Allan Cunningham, a contemporary of Joseph Banks.
Allan Cunningham, a contemporary of Joseph Banks.

Conflict beset garden management from 1817, when Kew botanist and Banks’ contemporary Allan Cunningham arrived to join Fraser and explorer John Oxley on an inland expedition to the Lachlan and Macquarie Rivers, where he collected 450 plant specimens.

Given the prestige and value of Australian seeds and plants in Europe, the expedition was under strict instructions to prevent any other seed collection or distribution, on threat of official investigation and punishment.

Rivalry between Macquarie’s collector, Fraser, and Banks’s collector, Cunningham, also created conflict between Cunningham and Macquarie, who wrote to Banks calling Cunningham, this “Unbred, Illiterate man”. But Cunningham remained exploring in Australia until wanting to return to England, he declined an offer to take over as garden director after Fraser’s death in 1831, instead nominating his brother Richard, who spent 18 years at Kew Gardens cataloguing Allan’s plant specimens.

Richard arrived in January 1833, embarking on an expedition to New Zealand until May 1834. He then joined explorer Thomas Mitchell’s 1835 expedition to determine the course of the Darling River.

Mitchell recorded Richrd Cunningham missing on April 17, 1835, adding that he “had repeatedly cautioned this gentleman about the danger of losing sight of the party in such country; yet his carelessness in this respect was quite surprising”.

A search organised by Mitchell found remnants of Cunningham’s belongings and his dead horse.

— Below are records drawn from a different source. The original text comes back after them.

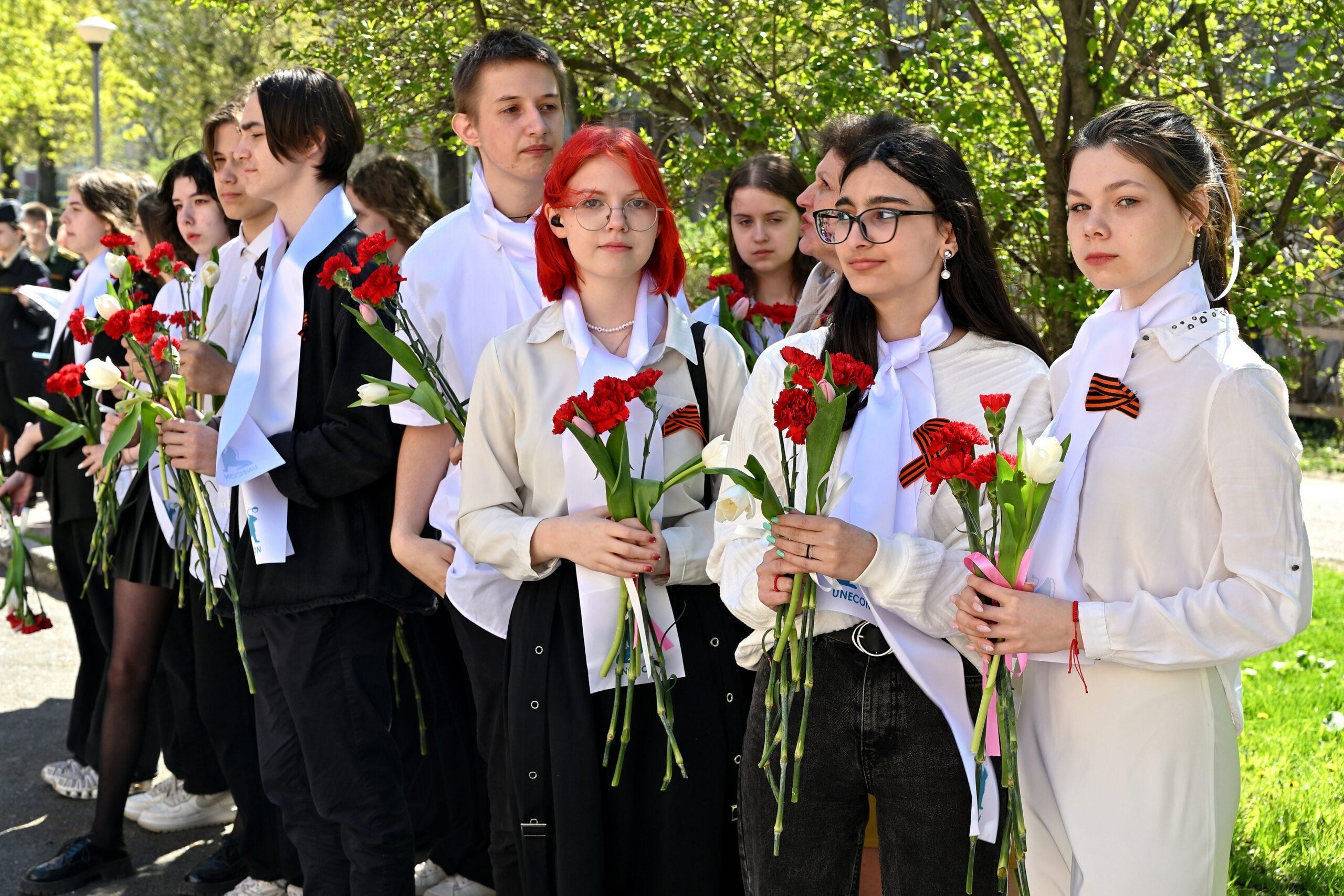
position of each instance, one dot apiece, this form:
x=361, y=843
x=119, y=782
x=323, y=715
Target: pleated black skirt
x=580, y=836
x=140, y=553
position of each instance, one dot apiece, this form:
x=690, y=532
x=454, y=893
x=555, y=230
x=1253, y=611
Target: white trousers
x=1131, y=787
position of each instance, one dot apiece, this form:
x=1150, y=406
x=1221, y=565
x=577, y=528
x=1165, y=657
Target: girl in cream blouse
x=609, y=261
x=1174, y=536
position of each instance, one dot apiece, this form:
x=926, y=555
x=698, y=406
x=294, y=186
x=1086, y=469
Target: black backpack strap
x=702, y=397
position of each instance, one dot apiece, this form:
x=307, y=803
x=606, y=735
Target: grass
x=1290, y=829
x=1323, y=445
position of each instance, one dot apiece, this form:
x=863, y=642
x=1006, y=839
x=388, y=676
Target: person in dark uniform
x=64, y=267
x=25, y=325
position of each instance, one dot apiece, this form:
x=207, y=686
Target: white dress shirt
x=911, y=575
x=1191, y=541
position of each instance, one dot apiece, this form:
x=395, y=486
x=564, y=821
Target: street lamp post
x=96, y=31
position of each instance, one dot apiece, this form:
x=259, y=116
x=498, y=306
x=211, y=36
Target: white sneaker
x=459, y=886
x=80, y=782
x=143, y=803
x=426, y=875
x=181, y=810
x=253, y=887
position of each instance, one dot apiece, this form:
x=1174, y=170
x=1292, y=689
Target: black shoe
x=78, y=863
x=219, y=873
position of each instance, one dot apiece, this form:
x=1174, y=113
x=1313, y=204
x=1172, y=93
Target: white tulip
x=101, y=374
x=107, y=305
x=116, y=265
x=733, y=503
x=1042, y=460
x=371, y=393
x=716, y=455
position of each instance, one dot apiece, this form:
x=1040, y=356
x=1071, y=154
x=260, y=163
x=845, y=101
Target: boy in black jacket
x=320, y=590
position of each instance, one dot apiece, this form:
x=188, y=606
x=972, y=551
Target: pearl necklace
x=611, y=330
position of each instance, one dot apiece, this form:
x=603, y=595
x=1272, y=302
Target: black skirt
x=580, y=836
x=140, y=553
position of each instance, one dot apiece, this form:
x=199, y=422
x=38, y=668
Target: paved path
x=37, y=676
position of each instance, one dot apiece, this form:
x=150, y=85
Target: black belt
x=865, y=637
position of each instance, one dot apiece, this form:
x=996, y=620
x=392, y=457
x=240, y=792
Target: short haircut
x=846, y=133
x=555, y=268
x=398, y=191
x=226, y=114
x=503, y=45
x=111, y=195
x=300, y=105
x=38, y=212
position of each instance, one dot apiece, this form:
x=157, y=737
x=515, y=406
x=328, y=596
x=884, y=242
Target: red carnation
x=811, y=368
x=144, y=323
x=780, y=313
x=183, y=319
x=160, y=347
x=116, y=241
x=848, y=371
x=373, y=246
x=563, y=414
x=78, y=330
x=327, y=279
x=995, y=402
x=160, y=258
x=382, y=284
x=793, y=413
x=731, y=281
x=119, y=324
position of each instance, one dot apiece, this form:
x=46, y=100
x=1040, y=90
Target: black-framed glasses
x=594, y=214
x=877, y=225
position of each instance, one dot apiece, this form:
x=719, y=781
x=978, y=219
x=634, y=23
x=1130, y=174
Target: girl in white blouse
x=891, y=708
x=534, y=508
x=1174, y=536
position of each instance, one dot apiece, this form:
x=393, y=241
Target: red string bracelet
x=1073, y=652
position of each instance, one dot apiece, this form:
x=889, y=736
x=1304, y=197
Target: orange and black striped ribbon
x=685, y=418
x=1107, y=393
x=911, y=472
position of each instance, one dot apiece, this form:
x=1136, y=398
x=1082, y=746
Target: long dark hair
x=198, y=168
x=774, y=174
x=1186, y=157
x=975, y=293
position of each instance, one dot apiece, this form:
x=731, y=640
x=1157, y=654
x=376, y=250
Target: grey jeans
x=873, y=731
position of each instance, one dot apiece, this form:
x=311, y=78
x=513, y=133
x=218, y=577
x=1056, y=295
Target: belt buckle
x=857, y=637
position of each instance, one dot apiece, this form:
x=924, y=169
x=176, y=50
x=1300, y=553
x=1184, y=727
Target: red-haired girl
x=533, y=507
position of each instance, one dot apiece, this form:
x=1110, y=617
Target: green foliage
x=1290, y=829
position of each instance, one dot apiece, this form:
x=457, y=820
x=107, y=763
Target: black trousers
x=487, y=657
x=230, y=722
x=445, y=787
x=90, y=617
x=186, y=742
x=872, y=730
x=324, y=704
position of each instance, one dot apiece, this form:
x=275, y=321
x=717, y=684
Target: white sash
x=901, y=399
x=1104, y=345
x=90, y=285
x=265, y=385
x=585, y=489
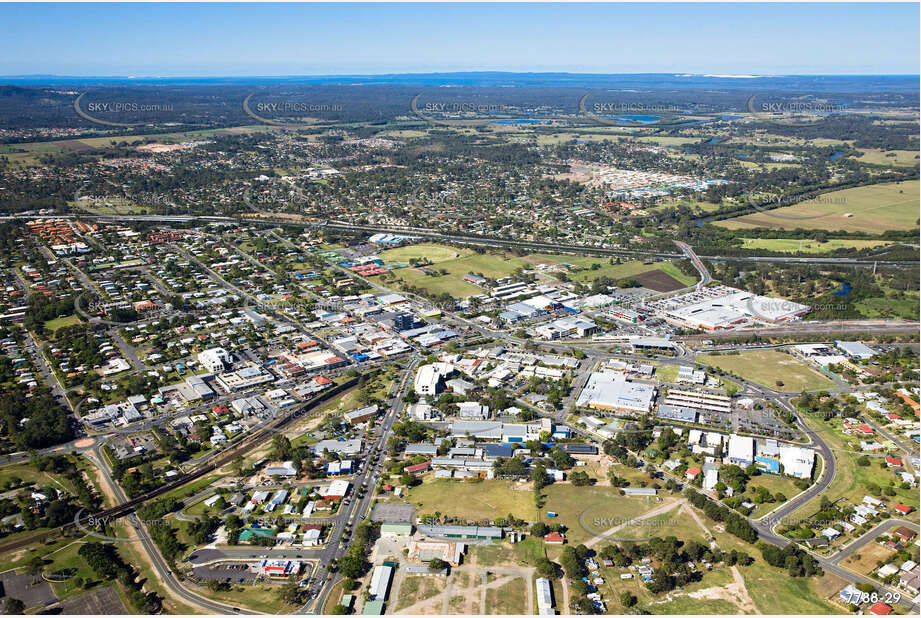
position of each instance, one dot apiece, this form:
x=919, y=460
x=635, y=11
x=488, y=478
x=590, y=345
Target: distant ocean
x=672, y=81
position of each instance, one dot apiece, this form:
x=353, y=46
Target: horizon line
x=712, y=75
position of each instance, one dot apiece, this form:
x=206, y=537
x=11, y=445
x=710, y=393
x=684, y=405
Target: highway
x=470, y=239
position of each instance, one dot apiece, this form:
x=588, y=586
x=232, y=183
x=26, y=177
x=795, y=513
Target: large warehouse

Another search party found a group of natives who told how a white man had camped with them on the Bogan some months before, and how they had murdered him.

Allan returned to replace his brother in 1837, but resigned on New Year’s Day, 1838, beginning a succession of appointments that culminated in Donaldson’s attacks when London replaced NSW governor Charles FitzRoy’s appointment of colonial botanist and garden director.

Fitzroy gave the role to English-born botanist John Carne Bidwill in September 1847, but in a misunderstanding the British Colonial Office appointed Charles Moore, who arrived in January 1848. FitzRoy apologised to Bidwill, who showed no resentment.

Donaldson’s indignation at Moore’s appointment led to a parliamentary inquiry into the management and conduct of the Botanic Garden in 1855. Moore survived the inquiry to remain as garden director until May 1896.